Photo mogrification: lossy -> lossless

Today I manually backed up nearly 600 images from the gallery to the cloud. This is good, but in the process I realized that many of those images are lossy jpeg files, which will slowly erode over time.


Archival scan – PNG 25,354,428 bytes. ©2003 WSaewyc

The basic theory of photo digitization is: you can store a really good version of an image either in a lossy format, which is relatively small and therefore fast/cheap to move over the internet, or in a lossless format, which is relatively large and expensive to move over the internet but is easier to later alter, and will not degrade in quality due to editing or resizing.

Archival scan – JPEG 4,651,815 bytes. ©2003 WSaewyc

Degrading in quality, in the lossless format, is very much like the copy machine problem: you can make a facsimile of the original, but it will never be quite as good as the original, and a copy of the copy will be even less good, and so on. As an example, if I see a nice JPEG[O en.WP] image on a website and grab a copy of it, it was probably resized for the internet, and even if it was saved at 600 dpi the resized version – because of the compression method – is not quite as nice as the original. And if I crop the image slightly – say, removing the white borders – even though I save it with exactly same number of pixels as it should have it will still be slightly less accurate. It is because every edit or alteration – even solely increasing the quality of the image save – reduces the exactness.

For almost all uses of an image other than high resolution printing this is not noticeable by the average person. But there is one particular application where the lossy format is particularly problematic: archives.

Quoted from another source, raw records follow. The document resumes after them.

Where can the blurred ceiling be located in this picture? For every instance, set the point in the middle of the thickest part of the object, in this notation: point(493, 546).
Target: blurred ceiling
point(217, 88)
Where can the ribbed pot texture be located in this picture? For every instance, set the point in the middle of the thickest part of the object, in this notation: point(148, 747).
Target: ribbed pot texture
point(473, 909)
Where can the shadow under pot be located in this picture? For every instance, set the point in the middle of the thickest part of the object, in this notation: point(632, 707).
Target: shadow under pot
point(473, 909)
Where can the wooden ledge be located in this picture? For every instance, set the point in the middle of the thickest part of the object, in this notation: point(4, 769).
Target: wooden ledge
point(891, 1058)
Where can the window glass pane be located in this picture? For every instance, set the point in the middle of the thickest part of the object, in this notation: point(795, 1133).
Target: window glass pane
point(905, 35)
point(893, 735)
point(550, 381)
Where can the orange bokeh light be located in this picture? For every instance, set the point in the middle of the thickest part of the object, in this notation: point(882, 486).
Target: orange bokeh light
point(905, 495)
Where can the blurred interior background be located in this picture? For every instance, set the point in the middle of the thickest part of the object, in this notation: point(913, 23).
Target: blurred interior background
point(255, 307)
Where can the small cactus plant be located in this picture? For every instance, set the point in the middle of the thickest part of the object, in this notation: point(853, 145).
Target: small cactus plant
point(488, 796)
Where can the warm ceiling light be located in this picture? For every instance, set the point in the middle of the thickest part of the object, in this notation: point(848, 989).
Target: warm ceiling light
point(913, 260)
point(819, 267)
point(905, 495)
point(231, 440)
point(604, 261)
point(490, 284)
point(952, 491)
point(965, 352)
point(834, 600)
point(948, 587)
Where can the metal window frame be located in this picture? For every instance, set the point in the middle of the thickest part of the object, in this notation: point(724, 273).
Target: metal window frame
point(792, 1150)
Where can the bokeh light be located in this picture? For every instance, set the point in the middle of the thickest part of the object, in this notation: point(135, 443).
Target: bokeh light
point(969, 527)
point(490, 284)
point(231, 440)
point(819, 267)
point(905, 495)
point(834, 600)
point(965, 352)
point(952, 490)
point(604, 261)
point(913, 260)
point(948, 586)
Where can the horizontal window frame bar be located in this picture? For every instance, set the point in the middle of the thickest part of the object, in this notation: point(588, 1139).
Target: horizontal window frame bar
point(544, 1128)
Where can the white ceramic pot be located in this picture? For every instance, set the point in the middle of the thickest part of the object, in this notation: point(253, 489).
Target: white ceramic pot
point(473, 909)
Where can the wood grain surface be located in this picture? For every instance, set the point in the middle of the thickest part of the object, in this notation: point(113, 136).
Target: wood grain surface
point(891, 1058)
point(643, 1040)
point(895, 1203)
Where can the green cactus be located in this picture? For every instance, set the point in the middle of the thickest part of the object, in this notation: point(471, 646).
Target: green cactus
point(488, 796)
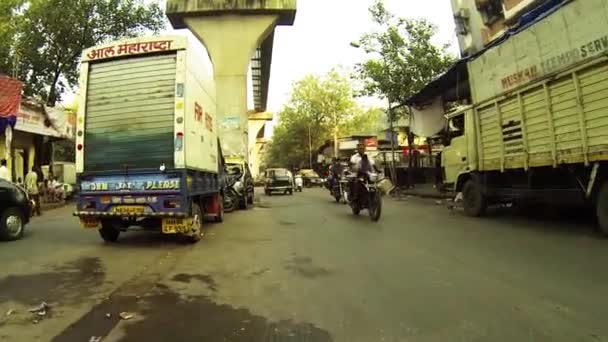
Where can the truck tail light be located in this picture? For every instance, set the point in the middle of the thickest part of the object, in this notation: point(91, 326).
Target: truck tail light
point(179, 141)
point(171, 204)
point(89, 205)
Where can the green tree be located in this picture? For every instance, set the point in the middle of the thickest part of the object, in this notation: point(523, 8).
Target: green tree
point(44, 44)
point(319, 107)
point(402, 58)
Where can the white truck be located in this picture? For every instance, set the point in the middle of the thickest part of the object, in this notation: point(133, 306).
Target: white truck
point(147, 151)
point(537, 129)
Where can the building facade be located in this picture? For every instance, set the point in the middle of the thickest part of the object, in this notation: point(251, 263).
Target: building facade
point(480, 22)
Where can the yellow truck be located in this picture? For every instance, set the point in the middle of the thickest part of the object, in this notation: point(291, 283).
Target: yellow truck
point(537, 128)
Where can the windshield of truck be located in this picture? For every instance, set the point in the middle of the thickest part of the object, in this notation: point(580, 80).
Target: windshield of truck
point(129, 113)
point(278, 173)
point(235, 169)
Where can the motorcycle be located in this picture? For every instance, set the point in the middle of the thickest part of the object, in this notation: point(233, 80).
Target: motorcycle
point(231, 196)
point(369, 196)
point(299, 183)
point(338, 188)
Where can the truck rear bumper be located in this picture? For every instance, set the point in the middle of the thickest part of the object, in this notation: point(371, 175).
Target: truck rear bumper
point(131, 215)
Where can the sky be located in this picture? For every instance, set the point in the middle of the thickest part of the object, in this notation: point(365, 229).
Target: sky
point(321, 35)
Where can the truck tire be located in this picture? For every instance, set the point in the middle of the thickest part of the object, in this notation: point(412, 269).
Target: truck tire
point(12, 225)
point(601, 208)
point(475, 203)
point(108, 232)
point(244, 203)
point(219, 217)
point(195, 233)
point(252, 198)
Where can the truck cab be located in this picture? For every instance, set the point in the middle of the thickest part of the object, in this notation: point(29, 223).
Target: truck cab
point(459, 156)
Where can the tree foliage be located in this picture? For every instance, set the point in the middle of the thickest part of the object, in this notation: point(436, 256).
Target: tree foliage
point(317, 106)
point(402, 58)
point(42, 40)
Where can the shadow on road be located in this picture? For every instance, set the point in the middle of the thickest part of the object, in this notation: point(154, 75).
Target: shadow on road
point(550, 220)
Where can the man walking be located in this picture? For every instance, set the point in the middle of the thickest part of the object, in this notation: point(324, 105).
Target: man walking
point(31, 186)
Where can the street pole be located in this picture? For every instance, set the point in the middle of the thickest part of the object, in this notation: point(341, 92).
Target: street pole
point(309, 147)
point(392, 129)
point(335, 136)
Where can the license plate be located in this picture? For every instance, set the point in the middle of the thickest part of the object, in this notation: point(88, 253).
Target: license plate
point(90, 223)
point(172, 226)
point(129, 209)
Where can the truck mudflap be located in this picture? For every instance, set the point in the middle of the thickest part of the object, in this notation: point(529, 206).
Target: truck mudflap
point(172, 224)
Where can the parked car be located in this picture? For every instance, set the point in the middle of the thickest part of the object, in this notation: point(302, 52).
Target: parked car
point(278, 180)
point(311, 178)
point(237, 167)
point(15, 211)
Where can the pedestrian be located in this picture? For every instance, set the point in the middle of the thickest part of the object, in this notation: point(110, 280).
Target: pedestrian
point(4, 174)
point(31, 186)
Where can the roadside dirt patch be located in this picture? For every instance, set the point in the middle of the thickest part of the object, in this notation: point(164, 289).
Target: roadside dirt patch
point(305, 267)
point(203, 278)
point(200, 319)
point(64, 284)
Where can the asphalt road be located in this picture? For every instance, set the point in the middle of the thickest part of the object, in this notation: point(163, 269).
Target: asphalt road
point(303, 268)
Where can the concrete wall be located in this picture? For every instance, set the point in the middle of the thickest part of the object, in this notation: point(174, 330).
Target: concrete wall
point(177, 9)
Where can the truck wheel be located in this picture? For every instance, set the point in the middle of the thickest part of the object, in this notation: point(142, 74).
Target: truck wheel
point(601, 208)
point(220, 214)
point(195, 233)
point(12, 226)
point(475, 203)
point(108, 232)
point(252, 198)
point(244, 203)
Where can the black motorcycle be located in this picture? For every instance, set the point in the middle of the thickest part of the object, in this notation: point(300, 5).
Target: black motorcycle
point(231, 196)
point(368, 195)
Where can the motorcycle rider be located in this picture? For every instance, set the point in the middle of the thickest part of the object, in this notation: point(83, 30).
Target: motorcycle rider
point(360, 165)
point(335, 172)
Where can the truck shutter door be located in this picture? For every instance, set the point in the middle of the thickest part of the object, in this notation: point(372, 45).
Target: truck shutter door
point(130, 113)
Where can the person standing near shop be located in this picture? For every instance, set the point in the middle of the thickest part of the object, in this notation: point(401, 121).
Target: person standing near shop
point(31, 186)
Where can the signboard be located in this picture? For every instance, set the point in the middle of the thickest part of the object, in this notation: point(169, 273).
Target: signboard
point(554, 43)
point(348, 145)
point(32, 121)
point(135, 46)
point(126, 49)
point(371, 142)
point(131, 183)
point(231, 122)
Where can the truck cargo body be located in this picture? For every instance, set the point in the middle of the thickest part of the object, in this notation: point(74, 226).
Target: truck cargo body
point(538, 126)
point(147, 144)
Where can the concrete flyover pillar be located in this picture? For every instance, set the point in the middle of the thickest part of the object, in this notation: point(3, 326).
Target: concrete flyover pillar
point(231, 30)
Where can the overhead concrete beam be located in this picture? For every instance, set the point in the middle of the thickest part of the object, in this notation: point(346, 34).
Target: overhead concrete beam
point(177, 10)
point(232, 30)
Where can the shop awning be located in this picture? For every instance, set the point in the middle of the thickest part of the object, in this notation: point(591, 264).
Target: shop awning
point(10, 95)
point(452, 85)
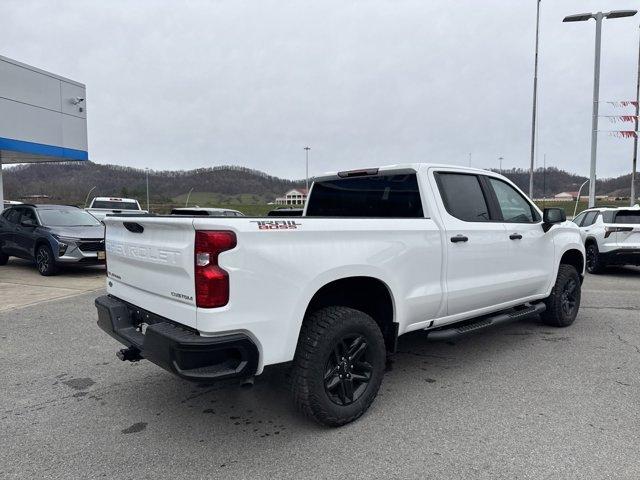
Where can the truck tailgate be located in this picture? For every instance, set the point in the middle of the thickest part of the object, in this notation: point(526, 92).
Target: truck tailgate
point(150, 264)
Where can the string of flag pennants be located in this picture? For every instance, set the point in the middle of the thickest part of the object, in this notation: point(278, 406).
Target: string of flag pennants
point(622, 119)
point(623, 103)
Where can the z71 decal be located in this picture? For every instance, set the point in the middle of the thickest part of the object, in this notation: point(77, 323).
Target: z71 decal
point(277, 224)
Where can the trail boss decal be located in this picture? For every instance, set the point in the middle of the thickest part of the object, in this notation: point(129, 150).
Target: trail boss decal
point(277, 224)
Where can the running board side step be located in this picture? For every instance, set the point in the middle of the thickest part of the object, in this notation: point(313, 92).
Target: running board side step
point(450, 332)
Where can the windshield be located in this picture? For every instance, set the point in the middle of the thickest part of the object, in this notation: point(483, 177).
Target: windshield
point(115, 205)
point(66, 217)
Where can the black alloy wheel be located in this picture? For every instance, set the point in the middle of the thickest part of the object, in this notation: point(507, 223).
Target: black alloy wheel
point(348, 370)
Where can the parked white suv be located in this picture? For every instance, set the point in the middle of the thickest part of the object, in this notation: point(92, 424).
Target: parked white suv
point(611, 236)
point(377, 253)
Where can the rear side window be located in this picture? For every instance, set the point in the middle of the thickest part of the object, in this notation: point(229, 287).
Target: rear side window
point(514, 207)
point(390, 196)
point(462, 196)
point(579, 218)
point(628, 216)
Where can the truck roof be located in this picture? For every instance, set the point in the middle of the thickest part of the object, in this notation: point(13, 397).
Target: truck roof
point(399, 167)
point(114, 199)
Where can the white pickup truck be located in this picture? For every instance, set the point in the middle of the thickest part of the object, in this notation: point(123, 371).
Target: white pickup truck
point(102, 206)
point(376, 254)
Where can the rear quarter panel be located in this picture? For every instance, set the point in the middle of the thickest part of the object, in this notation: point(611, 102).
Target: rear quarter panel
point(274, 273)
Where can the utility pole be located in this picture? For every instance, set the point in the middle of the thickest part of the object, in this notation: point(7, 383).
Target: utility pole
point(307, 177)
point(148, 205)
point(535, 102)
point(594, 119)
point(635, 138)
point(598, 17)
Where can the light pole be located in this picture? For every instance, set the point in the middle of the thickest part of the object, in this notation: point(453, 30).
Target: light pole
point(535, 102)
point(582, 17)
point(148, 206)
point(186, 204)
point(306, 149)
point(87, 199)
point(578, 199)
point(635, 138)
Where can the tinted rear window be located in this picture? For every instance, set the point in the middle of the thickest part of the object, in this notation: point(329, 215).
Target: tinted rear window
point(113, 205)
point(391, 196)
point(628, 216)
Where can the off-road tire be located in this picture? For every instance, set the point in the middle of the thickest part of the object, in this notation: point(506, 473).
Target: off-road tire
point(595, 264)
point(564, 302)
point(45, 261)
point(321, 337)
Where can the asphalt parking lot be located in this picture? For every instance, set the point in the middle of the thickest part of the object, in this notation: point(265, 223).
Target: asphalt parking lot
point(520, 401)
point(22, 285)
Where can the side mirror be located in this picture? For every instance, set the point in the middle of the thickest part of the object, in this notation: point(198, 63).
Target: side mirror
point(28, 223)
point(551, 216)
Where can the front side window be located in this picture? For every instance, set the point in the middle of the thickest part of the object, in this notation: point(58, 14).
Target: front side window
point(385, 196)
point(28, 215)
point(514, 207)
point(462, 196)
point(12, 215)
point(67, 217)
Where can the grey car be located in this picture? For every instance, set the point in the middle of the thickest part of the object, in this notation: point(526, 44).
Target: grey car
point(51, 235)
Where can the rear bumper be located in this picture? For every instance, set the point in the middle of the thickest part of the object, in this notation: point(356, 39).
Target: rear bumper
point(622, 256)
point(176, 348)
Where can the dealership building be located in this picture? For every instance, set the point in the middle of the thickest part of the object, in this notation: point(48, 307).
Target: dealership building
point(43, 117)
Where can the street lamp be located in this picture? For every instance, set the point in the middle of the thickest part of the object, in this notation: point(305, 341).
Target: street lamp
point(307, 177)
point(186, 204)
point(87, 198)
point(582, 17)
point(535, 102)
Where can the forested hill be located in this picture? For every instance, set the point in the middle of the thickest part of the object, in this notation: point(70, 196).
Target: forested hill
point(70, 183)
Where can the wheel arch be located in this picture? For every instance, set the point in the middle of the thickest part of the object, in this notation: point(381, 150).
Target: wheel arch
point(575, 258)
point(365, 293)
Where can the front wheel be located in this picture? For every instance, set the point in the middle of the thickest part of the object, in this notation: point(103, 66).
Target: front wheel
point(564, 302)
point(45, 261)
point(594, 260)
point(338, 366)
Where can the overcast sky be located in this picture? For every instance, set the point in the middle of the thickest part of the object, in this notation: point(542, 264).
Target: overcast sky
point(180, 85)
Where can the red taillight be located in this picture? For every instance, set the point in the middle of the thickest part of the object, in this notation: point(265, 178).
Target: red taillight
point(212, 282)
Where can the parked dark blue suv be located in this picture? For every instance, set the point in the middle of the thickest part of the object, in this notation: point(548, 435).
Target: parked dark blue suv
point(51, 235)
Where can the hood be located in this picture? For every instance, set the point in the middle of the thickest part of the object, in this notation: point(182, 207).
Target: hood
point(94, 231)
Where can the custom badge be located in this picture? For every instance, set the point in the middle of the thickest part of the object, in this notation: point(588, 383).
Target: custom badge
point(277, 224)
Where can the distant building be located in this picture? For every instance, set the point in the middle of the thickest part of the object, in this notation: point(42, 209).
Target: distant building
point(35, 197)
point(566, 196)
point(297, 196)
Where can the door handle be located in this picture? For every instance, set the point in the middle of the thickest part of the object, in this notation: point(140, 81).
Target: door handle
point(459, 238)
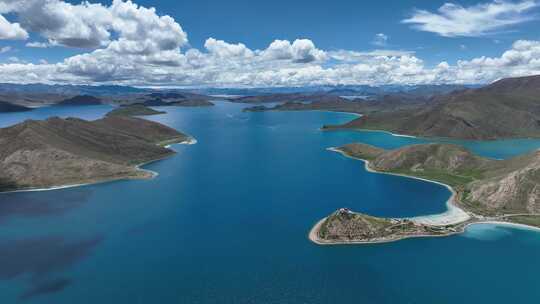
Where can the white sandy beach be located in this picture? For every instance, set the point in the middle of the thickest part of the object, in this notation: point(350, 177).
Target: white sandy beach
point(453, 214)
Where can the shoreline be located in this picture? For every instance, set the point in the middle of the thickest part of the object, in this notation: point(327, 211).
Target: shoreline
point(313, 233)
point(153, 174)
point(454, 215)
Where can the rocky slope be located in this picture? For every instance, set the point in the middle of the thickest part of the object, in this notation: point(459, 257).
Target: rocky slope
point(6, 107)
point(134, 110)
point(345, 226)
point(509, 108)
point(81, 100)
point(485, 186)
point(53, 152)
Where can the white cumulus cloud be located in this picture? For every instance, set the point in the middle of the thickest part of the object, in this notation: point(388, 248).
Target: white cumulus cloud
point(454, 20)
point(11, 31)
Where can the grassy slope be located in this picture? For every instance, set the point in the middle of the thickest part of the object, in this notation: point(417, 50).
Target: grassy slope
point(477, 181)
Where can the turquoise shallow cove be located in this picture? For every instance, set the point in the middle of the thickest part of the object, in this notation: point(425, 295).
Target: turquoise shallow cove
point(226, 221)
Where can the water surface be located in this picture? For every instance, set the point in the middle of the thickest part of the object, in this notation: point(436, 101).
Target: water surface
point(226, 221)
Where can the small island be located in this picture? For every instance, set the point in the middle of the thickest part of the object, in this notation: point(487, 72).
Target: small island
point(58, 152)
point(483, 190)
point(134, 110)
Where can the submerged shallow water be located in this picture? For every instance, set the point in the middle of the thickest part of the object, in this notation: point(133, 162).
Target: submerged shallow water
point(226, 221)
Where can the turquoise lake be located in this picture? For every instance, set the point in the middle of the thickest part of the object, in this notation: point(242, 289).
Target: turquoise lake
point(226, 221)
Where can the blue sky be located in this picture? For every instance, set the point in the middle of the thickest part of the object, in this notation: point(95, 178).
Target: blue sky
point(334, 25)
point(417, 36)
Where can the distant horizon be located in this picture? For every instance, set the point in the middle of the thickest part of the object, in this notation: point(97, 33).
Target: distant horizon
point(230, 44)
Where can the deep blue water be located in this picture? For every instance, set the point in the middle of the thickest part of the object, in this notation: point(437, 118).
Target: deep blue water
point(226, 221)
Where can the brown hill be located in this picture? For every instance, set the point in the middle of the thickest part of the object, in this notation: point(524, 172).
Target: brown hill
point(485, 186)
point(508, 108)
point(53, 152)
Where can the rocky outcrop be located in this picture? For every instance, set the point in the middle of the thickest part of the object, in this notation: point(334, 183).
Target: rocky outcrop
point(56, 151)
point(485, 186)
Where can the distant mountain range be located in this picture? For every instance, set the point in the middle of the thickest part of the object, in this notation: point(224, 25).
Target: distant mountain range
point(508, 108)
point(56, 151)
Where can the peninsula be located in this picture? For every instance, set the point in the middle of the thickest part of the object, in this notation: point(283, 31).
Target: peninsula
point(134, 110)
point(484, 190)
point(59, 152)
point(508, 108)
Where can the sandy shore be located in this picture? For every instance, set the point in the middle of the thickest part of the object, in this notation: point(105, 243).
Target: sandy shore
point(453, 214)
point(153, 174)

If you are working with a fragile, unique object – for example an old family photo – you would like to plan that your scan of the object will be the last time it will ever need to be exposed to bright light. For that to be true you need to expose it once and capture a very high resolution digital copy which is stored in a manner that preserves it for as long as is reasonably foreseeable – and that means avoiding a lossy format.

The other point of this is ease of future use and manipulation. By far the most universally useful lossless format is the TIFF[O en.WP] format. Unfortunately, it is also encumbered with patents, is very complex due to its extensibility, and produces the largest storage files except in certain applications such as bi-level images (black-and-white, which is not the same as black and white photography which is actually 256/thousands/millions/billions of shades of grey.)

The next best thing for archival use is PNG[RFC en.WP], which is lossless, compresses very well, and has an extremely popular open source library which is very well supported across many software markets and operating systems. A key issue is ancillary chunks, allowing PNG files to carry extensive metadata making it very useful in graphic editing settings, but which are often proprietary extensions not supported by all libraries. An archival image should retain these, but a copy being shared on the web or sent to the printer should have them trimmed out. (This has actually been causing me an issue with the cloud software.)

And the point of this whole monologue is to explain why I am mogrifying[O R en.WP] all lossy formats in the family photo collection to PNG. This will result in a small loss of quality from the previous files, but better to lose a small bit once than to slowly erode over time. I have every hope that some, even many, of the photos in our collection will still be being shared amongst our relations and descendants 130 years from now – just as we have physical images now from 130 years ago.